I will start with a confession. I was reading Cosmopolitan last evening.

I will deny this lapse afterward but in this moment of maniacal lucidity, I will tell you this secret.

I was reading a snippet about a guy who went on a date to some nice restaurant. When the bill arrived, his date offered to pay. For reasons best known to him, he took her up on it, without a fight. Later it seems, she told mutual friends that he was cheap.

Just to confirm, are we all on the same page? Do we all agree that the woman was WAAY out of line? Or I have taken my first step in treachery?

Perhaps I was and still am naive in giving this so much thought. Perhaps I should simply let it go. Perhaps I am foolish in writing this post too. And yet, I spent a good deal of time talking this over with a close male friend, trying to understand this because an unspeakable number of women actually feel this way about first dates.

I am afraid I am going to force this down your throats as well. Shall we then?

I assume, like any other rational human being, that two people go out on a date because they feel an attraction for each other. We will not waste time arguing the semantics of attraction – friendship is platonic attraction and there are NO technicalities on that one!

If mutual attraction exists, why expect the onus of anything to be on only the party of the first part… or the second, whichever you prefer. A mite unfair, don’t you agree? And the argument “That’s just the way it is” does not hold because if you want to go with the way of things, don’t offer to pay. Don’t be a superstar.

Choose a point of view: either you go with the flow of “things” or you stand by what you say and are fair. Don’t be a hypocrite because you see, an offer to pay signifies forfeiting your “right” to call the poor bloke cheap. Calling him chintzy then only ensures the negation of most things women have achieved in the past one hundred years or so.

As a woman, I don’t understand this. Why say something you don’t mean and then complain when he believes you? Why expect him to put up a fight and “take care of it”? This is not about “tests” the sexes give each other.
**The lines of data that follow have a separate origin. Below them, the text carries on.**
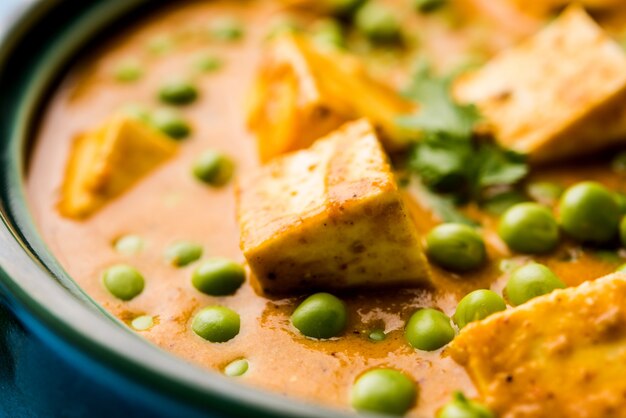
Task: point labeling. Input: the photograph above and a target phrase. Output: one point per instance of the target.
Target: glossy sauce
(171, 205)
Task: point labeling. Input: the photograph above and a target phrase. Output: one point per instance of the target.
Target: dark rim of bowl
(34, 53)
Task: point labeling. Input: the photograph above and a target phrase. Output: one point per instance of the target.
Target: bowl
(60, 353)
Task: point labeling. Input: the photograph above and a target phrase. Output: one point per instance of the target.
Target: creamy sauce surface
(170, 205)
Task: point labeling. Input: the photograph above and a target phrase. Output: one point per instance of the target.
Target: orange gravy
(170, 205)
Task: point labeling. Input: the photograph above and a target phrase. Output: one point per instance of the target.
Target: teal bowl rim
(32, 282)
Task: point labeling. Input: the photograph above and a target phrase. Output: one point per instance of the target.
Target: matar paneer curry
(410, 207)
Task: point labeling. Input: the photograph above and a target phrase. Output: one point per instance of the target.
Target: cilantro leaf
(441, 162)
(443, 206)
(496, 166)
(438, 113)
(447, 158)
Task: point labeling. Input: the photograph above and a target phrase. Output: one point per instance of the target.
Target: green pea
(589, 213)
(129, 245)
(529, 228)
(226, 29)
(620, 198)
(428, 6)
(178, 92)
(207, 63)
(321, 315)
(429, 330)
(218, 276)
(128, 71)
(622, 231)
(456, 247)
(461, 407)
(384, 391)
(544, 192)
(216, 324)
(529, 281)
(236, 368)
(328, 33)
(213, 168)
(509, 264)
(171, 123)
(137, 112)
(142, 323)
(378, 23)
(183, 253)
(123, 281)
(477, 305)
(377, 335)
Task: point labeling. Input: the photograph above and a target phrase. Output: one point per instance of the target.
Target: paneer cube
(558, 355)
(302, 94)
(105, 163)
(560, 93)
(329, 217)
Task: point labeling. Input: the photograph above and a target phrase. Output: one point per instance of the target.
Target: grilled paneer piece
(302, 94)
(329, 217)
(558, 355)
(558, 94)
(106, 162)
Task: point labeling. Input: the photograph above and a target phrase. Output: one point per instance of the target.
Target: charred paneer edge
(329, 217)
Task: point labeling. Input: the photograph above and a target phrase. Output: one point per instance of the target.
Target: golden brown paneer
(329, 217)
(546, 8)
(560, 93)
(323, 6)
(302, 94)
(558, 355)
(106, 162)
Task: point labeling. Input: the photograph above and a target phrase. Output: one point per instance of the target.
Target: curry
(375, 205)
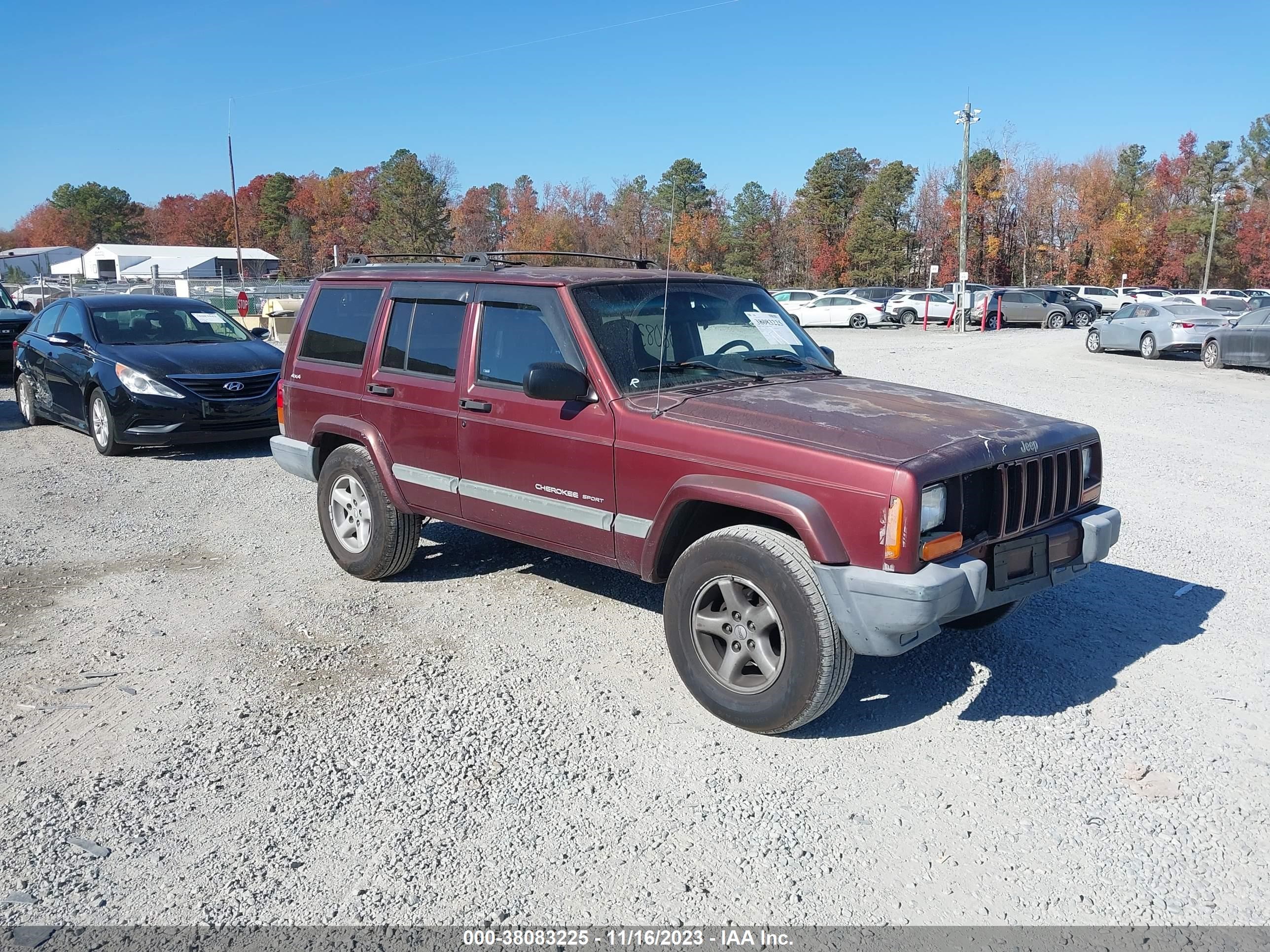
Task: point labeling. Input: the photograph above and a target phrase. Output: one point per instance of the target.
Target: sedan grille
(1035, 492)
(228, 386)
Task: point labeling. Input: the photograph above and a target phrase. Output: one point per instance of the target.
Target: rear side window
(46, 320)
(71, 322)
(423, 337)
(340, 325)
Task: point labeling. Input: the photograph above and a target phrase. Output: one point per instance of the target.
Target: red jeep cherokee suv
(684, 428)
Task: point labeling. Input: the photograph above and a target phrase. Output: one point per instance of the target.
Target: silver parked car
(1154, 329)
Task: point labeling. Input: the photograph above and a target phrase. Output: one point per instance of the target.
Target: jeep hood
(882, 422)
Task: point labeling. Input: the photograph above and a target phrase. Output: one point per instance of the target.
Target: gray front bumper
(884, 613)
(296, 457)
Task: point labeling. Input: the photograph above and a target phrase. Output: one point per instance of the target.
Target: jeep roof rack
(490, 261)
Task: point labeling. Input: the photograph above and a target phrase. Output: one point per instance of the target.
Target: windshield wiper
(700, 365)
(789, 358)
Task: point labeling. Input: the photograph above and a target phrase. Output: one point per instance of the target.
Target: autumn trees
(852, 221)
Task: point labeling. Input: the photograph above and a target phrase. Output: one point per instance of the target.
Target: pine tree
(412, 216)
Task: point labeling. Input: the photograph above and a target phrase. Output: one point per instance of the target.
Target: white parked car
(841, 311)
(794, 300)
(1108, 299)
(910, 306)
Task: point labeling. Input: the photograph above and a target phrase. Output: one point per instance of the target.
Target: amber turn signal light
(942, 546)
(894, 532)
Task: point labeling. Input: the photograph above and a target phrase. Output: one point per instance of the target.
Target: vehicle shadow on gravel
(1061, 650)
(460, 554)
(200, 452)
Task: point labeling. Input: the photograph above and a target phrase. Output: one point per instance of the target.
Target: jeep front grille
(1035, 492)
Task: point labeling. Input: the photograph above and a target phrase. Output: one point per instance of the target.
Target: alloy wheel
(101, 424)
(350, 512)
(25, 402)
(738, 635)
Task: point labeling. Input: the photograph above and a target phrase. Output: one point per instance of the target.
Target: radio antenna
(666, 301)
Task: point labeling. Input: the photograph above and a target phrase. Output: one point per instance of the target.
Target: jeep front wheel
(369, 536)
(750, 631)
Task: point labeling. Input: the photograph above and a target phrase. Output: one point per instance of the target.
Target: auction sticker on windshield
(773, 327)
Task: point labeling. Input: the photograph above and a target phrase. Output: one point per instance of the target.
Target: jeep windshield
(164, 324)
(714, 332)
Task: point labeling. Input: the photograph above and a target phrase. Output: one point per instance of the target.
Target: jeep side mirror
(556, 381)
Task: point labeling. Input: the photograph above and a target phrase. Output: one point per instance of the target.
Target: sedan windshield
(714, 331)
(164, 324)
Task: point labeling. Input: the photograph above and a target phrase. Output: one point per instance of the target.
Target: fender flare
(369, 437)
(807, 517)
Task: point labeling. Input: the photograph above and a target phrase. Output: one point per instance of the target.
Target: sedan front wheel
(1213, 356)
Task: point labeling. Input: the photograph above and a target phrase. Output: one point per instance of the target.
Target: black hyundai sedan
(135, 370)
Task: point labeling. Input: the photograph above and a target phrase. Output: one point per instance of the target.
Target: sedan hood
(167, 360)
(884, 422)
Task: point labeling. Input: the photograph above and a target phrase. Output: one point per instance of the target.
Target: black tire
(105, 437)
(394, 536)
(814, 659)
(27, 407)
(1212, 354)
(982, 620)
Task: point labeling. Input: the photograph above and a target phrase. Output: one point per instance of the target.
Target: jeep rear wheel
(369, 536)
(750, 631)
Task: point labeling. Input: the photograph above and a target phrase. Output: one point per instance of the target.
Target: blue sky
(752, 89)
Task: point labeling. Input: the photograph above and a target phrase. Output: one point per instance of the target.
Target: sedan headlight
(935, 503)
(139, 382)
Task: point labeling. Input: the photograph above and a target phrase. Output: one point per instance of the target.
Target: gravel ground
(498, 734)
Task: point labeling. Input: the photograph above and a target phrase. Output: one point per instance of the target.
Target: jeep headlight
(139, 382)
(935, 504)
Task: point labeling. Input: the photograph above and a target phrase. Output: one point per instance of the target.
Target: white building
(37, 261)
(121, 262)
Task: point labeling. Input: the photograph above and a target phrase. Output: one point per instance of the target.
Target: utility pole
(964, 117)
(1212, 235)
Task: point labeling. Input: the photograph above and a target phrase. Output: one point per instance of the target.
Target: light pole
(1212, 235)
(964, 117)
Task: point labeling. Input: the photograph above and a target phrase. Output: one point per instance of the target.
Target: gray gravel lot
(499, 734)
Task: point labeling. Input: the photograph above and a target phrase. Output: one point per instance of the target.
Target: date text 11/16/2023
(623, 937)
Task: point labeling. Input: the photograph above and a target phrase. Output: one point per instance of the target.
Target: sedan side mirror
(556, 381)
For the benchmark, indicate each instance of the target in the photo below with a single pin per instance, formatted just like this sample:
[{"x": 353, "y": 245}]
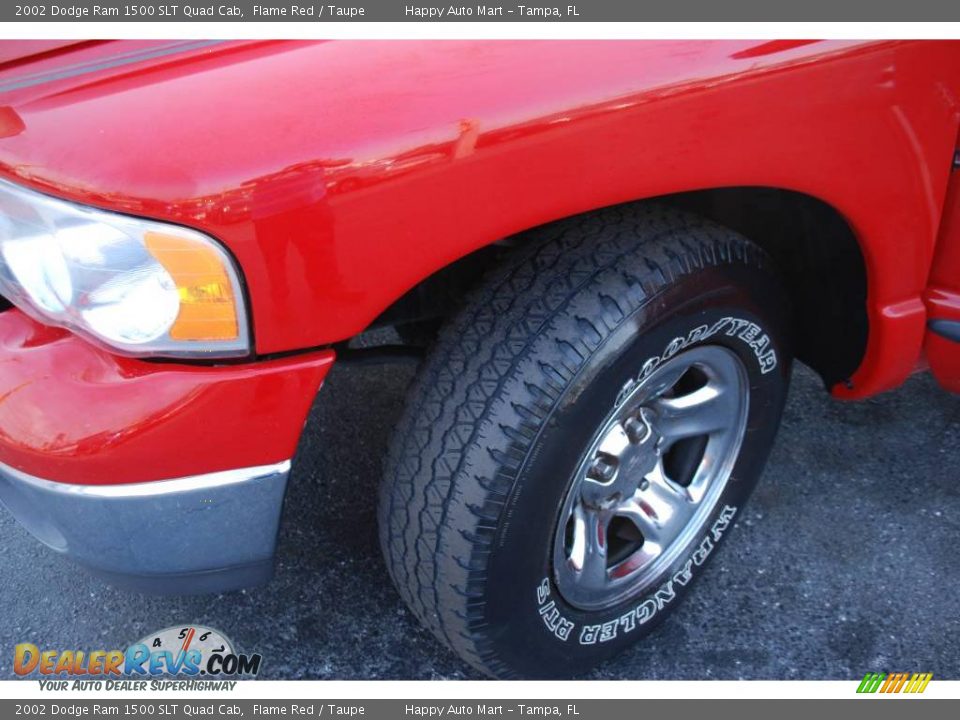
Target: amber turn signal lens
[{"x": 207, "y": 304}]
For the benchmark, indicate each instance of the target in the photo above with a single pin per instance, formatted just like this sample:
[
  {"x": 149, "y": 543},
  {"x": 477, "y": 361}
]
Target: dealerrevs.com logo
[{"x": 186, "y": 651}]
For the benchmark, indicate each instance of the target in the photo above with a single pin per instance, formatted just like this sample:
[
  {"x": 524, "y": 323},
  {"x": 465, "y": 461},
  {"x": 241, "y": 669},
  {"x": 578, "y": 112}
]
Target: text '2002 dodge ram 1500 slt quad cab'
[{"x": 608, "y": 252}]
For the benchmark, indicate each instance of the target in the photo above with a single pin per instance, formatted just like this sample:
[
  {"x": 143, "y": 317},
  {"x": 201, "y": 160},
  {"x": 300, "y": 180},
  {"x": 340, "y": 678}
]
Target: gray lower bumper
[{"x": 206, "y": 533}]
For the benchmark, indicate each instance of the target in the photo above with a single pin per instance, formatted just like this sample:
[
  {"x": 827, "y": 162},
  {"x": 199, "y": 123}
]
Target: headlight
[{"x": 137, "y": 286}]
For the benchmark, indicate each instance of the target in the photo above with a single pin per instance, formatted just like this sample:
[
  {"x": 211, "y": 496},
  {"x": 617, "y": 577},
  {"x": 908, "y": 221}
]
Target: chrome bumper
[{"x": 206, "y": 533}]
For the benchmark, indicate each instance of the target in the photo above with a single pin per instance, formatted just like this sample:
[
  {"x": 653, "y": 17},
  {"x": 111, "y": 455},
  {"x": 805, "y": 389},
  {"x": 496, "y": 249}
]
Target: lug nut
[
  {"x": 637, "y": 430},
  {"x": 602, "y": 470}
]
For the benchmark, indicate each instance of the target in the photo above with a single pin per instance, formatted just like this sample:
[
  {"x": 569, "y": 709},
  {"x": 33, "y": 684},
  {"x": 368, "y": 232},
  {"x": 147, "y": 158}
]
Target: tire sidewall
[{"x": 537, "y": 633}]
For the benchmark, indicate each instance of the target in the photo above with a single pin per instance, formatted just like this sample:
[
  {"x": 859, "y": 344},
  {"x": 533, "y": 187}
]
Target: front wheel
[{"x": 582, "y": 437}]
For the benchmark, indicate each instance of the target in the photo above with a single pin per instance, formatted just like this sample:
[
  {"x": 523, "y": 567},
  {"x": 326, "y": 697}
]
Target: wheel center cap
[{"x": 620, "y": 465}]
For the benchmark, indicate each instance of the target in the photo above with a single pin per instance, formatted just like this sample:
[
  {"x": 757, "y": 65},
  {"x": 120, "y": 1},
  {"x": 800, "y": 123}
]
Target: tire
[{"x": 501, "y": 458}]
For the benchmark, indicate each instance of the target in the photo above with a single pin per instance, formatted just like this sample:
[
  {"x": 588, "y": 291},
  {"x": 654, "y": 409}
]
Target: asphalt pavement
[{"x": 846, "y": 559}]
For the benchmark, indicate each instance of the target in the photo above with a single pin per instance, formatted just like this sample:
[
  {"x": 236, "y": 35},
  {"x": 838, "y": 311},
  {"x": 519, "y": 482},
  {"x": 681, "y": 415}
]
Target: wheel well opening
[
  {"x": 820, "y": 260},
  {"x": 811, "y": 243}
]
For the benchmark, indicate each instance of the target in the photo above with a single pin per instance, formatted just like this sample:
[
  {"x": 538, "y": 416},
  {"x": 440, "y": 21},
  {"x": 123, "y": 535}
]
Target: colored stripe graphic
[{"x": 894, "y": 682}]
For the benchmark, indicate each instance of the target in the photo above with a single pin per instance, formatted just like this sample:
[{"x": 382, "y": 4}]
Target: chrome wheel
[{"x": 651, "y": 477}]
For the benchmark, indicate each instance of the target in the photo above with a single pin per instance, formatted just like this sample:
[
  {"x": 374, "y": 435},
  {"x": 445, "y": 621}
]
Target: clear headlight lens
[{"x": 139, "y": 287}]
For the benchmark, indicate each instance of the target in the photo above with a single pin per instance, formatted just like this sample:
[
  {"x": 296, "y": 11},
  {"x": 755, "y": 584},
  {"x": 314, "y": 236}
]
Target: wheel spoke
[
  {"x": 701, "y": 412},
  {"x": 588, "y": 553}
]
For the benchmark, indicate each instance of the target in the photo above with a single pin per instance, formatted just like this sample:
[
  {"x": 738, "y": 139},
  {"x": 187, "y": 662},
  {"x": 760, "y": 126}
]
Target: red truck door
[{"x": 942, "y": 341}]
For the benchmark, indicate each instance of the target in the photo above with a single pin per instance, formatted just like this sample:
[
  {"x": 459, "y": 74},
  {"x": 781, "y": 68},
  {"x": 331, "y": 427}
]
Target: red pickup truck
[{"x": 608, "y": 254}]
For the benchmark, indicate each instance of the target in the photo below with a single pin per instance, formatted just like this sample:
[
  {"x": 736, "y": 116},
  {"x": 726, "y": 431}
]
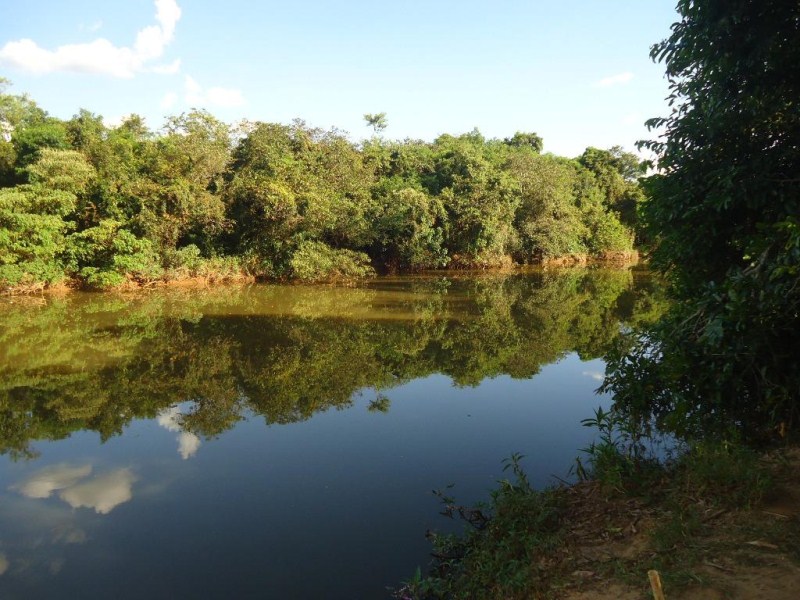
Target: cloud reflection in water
[
  {"x": 188, "y": 443},
  {"x": 103, "y": 492}
]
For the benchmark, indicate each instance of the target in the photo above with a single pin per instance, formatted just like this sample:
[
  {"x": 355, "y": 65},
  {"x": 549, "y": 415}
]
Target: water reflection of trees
[{"x": 98, "y": 362}]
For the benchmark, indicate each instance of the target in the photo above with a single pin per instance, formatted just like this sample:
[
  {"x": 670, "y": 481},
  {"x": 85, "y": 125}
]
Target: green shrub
[{"x": 316, "y": 261}]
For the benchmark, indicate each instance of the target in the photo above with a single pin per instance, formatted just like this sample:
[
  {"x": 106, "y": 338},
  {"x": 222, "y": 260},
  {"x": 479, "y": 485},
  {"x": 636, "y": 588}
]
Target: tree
[
  {"x": 724, "y": 215},
  {"x": 525, "y": 140},
  {"x": 377, "y": 121}
]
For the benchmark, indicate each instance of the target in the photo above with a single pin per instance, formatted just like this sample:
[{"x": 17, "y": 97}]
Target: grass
[{"x": 692, "y": 516}]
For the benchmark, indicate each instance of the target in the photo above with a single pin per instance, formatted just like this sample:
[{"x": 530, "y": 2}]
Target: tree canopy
[
  {"x": 723, "y": 216},
  {"x": 105, "y": 206}
]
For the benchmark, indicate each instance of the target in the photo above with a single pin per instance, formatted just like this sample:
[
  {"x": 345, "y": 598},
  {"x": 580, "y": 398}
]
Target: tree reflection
[{"x": 97, "y": 362}]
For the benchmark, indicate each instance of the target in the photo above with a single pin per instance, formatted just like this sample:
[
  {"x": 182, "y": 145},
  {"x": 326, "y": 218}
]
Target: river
[{"x": 283, "y": 441}]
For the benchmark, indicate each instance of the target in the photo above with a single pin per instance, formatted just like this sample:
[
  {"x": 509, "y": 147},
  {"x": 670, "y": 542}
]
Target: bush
[{"x": 316, "y": 261}]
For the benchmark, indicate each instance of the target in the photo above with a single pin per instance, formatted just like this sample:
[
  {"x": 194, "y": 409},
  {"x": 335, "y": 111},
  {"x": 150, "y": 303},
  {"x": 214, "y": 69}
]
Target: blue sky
[{"x": 576, "y": 72}]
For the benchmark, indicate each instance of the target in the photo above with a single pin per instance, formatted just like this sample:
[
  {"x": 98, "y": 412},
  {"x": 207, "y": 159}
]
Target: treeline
[{"x": 105, "y": 206}]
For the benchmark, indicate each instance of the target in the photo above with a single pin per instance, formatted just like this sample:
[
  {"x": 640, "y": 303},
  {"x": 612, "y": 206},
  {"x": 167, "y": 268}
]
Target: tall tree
[{"x": 724, "y": 212}]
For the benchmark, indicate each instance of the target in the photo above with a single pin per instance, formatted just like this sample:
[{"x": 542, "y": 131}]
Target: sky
[{"x": 577, "y": 72}]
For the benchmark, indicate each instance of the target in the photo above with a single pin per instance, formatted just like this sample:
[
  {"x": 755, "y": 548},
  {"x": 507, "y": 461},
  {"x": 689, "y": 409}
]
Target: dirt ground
[{"x": 739, "y": 554}]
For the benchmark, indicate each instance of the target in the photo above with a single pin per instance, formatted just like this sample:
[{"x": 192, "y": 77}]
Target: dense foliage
[
  {"x": 105, "y": 206},
  {"x": 724, "y": 218}
]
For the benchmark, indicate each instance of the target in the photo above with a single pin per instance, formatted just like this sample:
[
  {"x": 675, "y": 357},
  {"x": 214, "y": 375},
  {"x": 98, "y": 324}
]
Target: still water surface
[{"x": 282, "y": 441}]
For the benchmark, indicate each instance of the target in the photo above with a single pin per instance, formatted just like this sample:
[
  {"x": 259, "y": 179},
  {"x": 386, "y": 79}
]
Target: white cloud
[
  {"x": 102, "y": 493},
  {"x": 56, "y": 477},
  {"x": 169, "y": 100},
  {"x": 167, "y": 69},
  {"x": 596, "y": 375},
  {"x": 188, "y": 442},
  {"x": 92, "y": 27},
  {"x": 619, "y": 79},
  {"x": 101, "y": 56},
  {"x": 195, "y": 95}
]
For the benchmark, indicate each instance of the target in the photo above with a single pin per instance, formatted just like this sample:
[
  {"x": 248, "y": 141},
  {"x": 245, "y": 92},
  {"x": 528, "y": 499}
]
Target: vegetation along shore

Giving the man every benefit of the doubt, should you fail a man on some ridiculous “test” because he respects your equality?

Why does only the guy pay? Stereotypes apart, I’ll be the first to admit I love it when a man holds open doors and puts down his fork and knife in between bites to listen to what I am saying. Ah yes, I should add: this is fun only when it is a part of who he is and not something he is doing to impress me.

But I love it as much when I split the check for a first date. Not only do I feel less obligated to someone I don’t really know for having paid for me, I also love the reminder of my independence. I love it that I have contributed to this first date by doing more than just sitting there, looking pretty and making witty conversation at a table like this one.

May the gods of both Feminism and Femininity have mercy on my unrepentant soul!

p.s. The gorgeous photo - not mine though I sorely wish it were!